In fact, Renato Carella had become the mystery man in the case. He had set up his son’s company for the sole purpose of receiving the electrical subcontract from Argenti in Rome. Renato Carella was then hired by Argenti to serve as its liaison at the Fenice. When Casson announced his original list of defendants in 1998, Renato Carella had not been among them. But Casson had named three suspects who were still under investigation. Two were Mafia bosses from Palermo. The other was Renato Carella. The Mafia bosses had since been dropped as suspects, but Carella remained in Casson’s sights even at this late date, and Casson intended to keep him there indefinitely.
 
 
 
 
“I’D LIKE TO KNOW MORE about Renato Carella myself,” said Giovanni Seno, Massimiliano Marchetti’s lawyer, during a one-hour break in Casson’s closing remarks. I had gone downstairs to take a walk in the Rialto food market and found myself in lockstep with Seno. We started talking. Seno still had his air of cocky confidence, but I could tell he was worried. Casson had built a strong case, and Seno no longer argued that the fire had been caused by negligence. He now claimed that the hapless Marchetti was in the dark “about what was going on that night.” He did not say the same for Enrico Carella, and he admitted that he had suspicions about Renato Carella. As we spoke, he kept looking around as if to make sure he was not being overheard.
 
 
“Look,” he said, “I’m going to tell you some things you may not know. About how contracting and subcontracting work in Italy. Behind these big contracts—and this is just between you and me—there is almost always favoritism, some politics, and maybe a little bribery. I’m not saying that’s what happened in this situation, but it would be unusual if it didn’t. The way it works is this: A big company like Argenti wins a contract and then dumps all the work onto subcontractors who do the job as cheaply as possible. The big company doesn’t do any of the work themselves. It doesn’t send laborers. It does nothing.

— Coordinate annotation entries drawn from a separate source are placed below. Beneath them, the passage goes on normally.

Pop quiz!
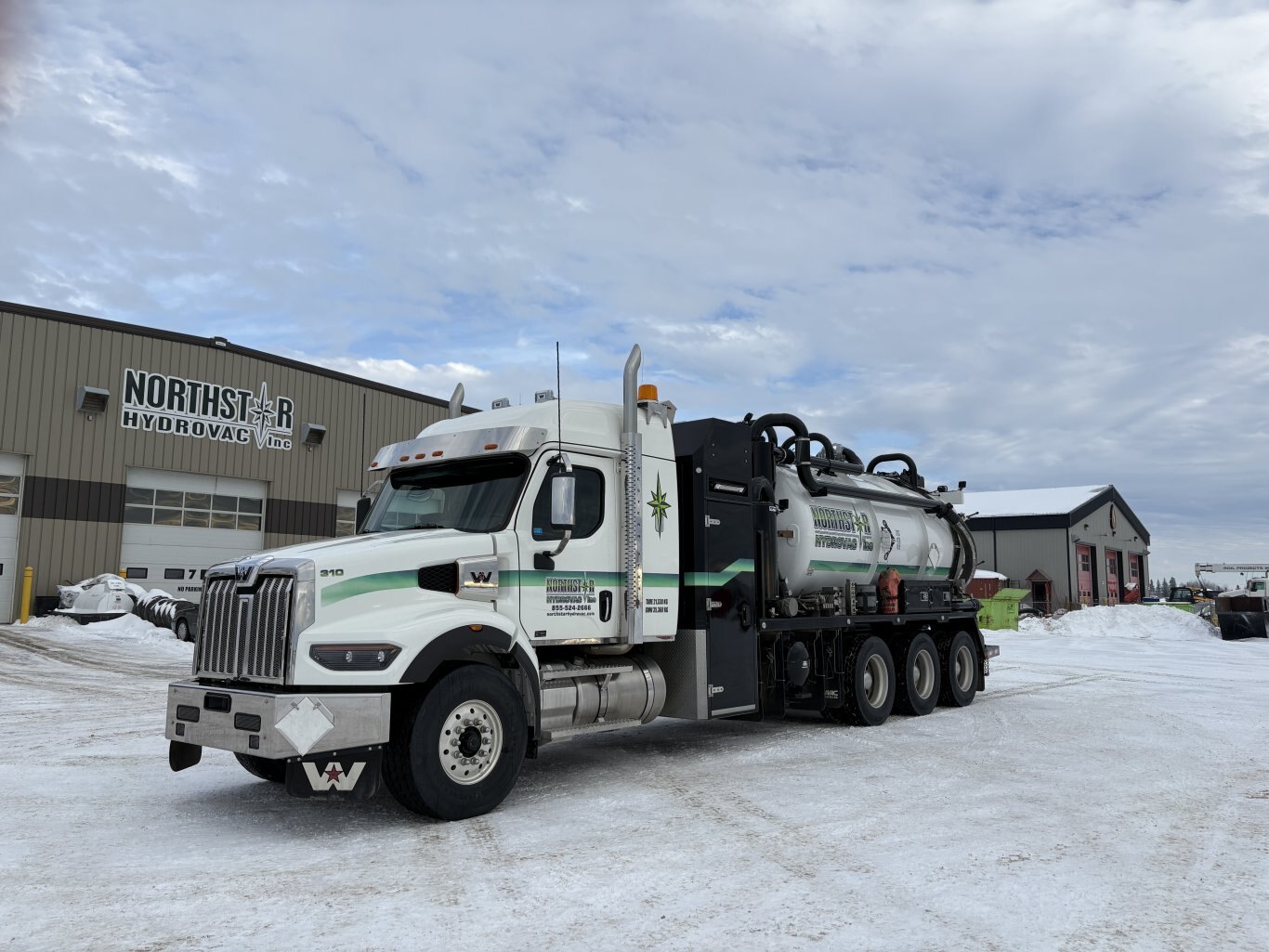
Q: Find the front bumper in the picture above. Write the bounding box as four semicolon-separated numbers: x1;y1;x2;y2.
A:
165;682;392;761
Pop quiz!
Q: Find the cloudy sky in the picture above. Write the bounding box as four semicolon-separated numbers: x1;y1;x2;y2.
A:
0;0;1269;586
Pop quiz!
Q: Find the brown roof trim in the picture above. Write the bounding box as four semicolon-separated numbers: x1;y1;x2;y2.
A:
0;301;476;412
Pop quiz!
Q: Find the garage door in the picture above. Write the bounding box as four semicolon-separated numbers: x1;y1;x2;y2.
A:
119;470;267;602
0;453;25;624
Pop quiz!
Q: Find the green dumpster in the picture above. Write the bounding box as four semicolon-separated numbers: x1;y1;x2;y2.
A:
978;589;1030;631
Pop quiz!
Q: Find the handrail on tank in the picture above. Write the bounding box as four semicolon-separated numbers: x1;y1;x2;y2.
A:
749;414;829;496
745;414;977;592
868;453;925;489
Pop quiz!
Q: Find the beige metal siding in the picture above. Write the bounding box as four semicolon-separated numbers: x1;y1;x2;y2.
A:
0;309;447;594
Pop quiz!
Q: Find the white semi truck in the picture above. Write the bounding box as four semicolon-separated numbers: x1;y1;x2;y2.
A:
166;346;996;820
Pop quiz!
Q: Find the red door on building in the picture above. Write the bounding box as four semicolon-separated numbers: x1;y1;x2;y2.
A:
1106;548;1119;606
1124;553;1145;602
1075;546;1092;606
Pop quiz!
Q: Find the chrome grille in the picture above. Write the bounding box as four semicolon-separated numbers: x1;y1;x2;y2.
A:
194;575;294;685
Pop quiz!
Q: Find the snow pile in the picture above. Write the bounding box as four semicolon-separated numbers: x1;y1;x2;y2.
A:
1018;606;1221;641
20;614;183;644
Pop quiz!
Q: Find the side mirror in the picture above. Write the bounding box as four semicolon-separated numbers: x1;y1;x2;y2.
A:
551;472;578;529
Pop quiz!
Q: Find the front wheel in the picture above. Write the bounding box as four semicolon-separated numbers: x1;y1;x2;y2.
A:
939;631;978;707
384;665;528;820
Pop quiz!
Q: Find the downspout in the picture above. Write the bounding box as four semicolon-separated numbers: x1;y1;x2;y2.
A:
1066;527;1079;608
621;344;644;645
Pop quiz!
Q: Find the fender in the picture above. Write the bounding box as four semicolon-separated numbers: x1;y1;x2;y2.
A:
399;627;542;741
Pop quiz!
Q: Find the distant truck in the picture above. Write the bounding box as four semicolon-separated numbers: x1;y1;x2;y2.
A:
1194;562;1269;641
166;346;998;820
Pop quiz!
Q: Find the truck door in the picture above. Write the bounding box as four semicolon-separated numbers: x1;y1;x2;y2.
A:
1075;546;1092;606
516;453;623;643
1106;548;1119;606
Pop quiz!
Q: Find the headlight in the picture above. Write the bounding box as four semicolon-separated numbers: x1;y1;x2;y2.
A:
308;645;401;672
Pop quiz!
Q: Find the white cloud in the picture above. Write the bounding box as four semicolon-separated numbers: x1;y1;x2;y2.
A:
0;0;1269;575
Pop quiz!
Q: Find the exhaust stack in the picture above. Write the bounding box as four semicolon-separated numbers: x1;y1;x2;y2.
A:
621;344;644;645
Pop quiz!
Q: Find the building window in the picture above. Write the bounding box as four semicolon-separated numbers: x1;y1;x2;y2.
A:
0;476;21;515
124;486;264;532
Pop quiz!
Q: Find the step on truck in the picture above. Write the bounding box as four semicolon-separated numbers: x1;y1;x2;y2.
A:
166;346;998;820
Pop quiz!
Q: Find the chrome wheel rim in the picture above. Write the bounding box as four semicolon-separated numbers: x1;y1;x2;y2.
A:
956;645;974;690
437;700;503;787
864;655;890;707
911;648;935;700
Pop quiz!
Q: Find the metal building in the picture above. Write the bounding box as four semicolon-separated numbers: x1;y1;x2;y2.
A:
957;485;1150;612
0;302;448;623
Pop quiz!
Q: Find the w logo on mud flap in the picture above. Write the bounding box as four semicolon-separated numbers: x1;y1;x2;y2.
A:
305;761;365;792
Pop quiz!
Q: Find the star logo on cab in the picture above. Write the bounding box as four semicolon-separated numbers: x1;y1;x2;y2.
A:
648;474;670;536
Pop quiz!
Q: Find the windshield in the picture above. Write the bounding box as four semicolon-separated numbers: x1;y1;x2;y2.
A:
361;456;530;532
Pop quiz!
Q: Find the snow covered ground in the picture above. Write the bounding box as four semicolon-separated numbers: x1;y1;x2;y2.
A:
0;606;1269;952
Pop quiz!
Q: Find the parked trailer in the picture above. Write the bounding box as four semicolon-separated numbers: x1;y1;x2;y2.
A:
166;346;998;820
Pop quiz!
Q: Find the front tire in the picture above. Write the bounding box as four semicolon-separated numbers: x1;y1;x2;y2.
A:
895;633;942;716
842;637;895;727
384;665;528;820
939;631;980;707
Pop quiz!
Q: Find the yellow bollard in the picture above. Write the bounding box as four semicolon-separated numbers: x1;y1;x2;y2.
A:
18;565;35;624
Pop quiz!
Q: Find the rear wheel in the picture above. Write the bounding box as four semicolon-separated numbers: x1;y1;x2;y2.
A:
233;754;287;783
842;637;895;727
939;631;978;707
384;665;528;820
895;633;940;714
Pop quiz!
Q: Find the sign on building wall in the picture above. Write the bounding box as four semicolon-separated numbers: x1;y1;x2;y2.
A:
119;367;295;450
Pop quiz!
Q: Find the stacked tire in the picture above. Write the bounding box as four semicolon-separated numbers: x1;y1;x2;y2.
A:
132;595;198;641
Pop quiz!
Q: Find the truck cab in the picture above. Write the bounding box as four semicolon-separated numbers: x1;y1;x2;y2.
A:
166;346;995;820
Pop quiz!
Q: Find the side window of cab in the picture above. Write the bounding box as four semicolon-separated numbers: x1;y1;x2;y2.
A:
533;464;604;542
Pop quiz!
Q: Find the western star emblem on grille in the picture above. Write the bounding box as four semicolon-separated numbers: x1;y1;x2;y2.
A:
233;556;273;585
274;697;335;757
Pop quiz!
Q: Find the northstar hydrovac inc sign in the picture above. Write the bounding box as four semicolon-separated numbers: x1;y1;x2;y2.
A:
119;367;295;450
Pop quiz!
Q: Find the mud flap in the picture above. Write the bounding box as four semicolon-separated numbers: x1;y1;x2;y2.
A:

It gets the contract for, say, seven hundred fifty million lire [$375,000] and then turns around and hands out jobs to subcontractors for maybe six hundred million [$300,000]. The company makes a profit without lifting a finger. It goes on all the time, and it’s not illegal. Now, in this case, certain people suspect that maybe—just maybe—it was Renato Carella, the lowly foreman, who secretly won the contract for Argenti.”
 
 
“How?”
 
 
“Maybe he had inside information. Maybe he knew the costs or what other competitors were bidding, but since he wasn’t a registered contractor, he couldn’t bid for the job himself. So he passes this valuable information to Argenti. Argenti tailors its bid to fit Renato’s information and wins the contract. To show their gratitude, they throw some money Renato’s way by subcontracting part of the work to a company Renato sets up for his son—a company that, bear in mind, didn’t exist before, that had no track record. And then Argenti hires Renato as the foreman. Have I explained myself?”
 
 
Seno leaned a little closer. “The way I figure it, Renato Carella, my client’s uncle, was the one in control, the one who had the real power. It’s not clear to me exactly how. I don’t have specific information, but this guy is an operator. Right after the fire, even though he was under suspicion for arson, Renato Carella got another big public subcontract, this one at the Arsenal. He took Enrico along on that job, too.”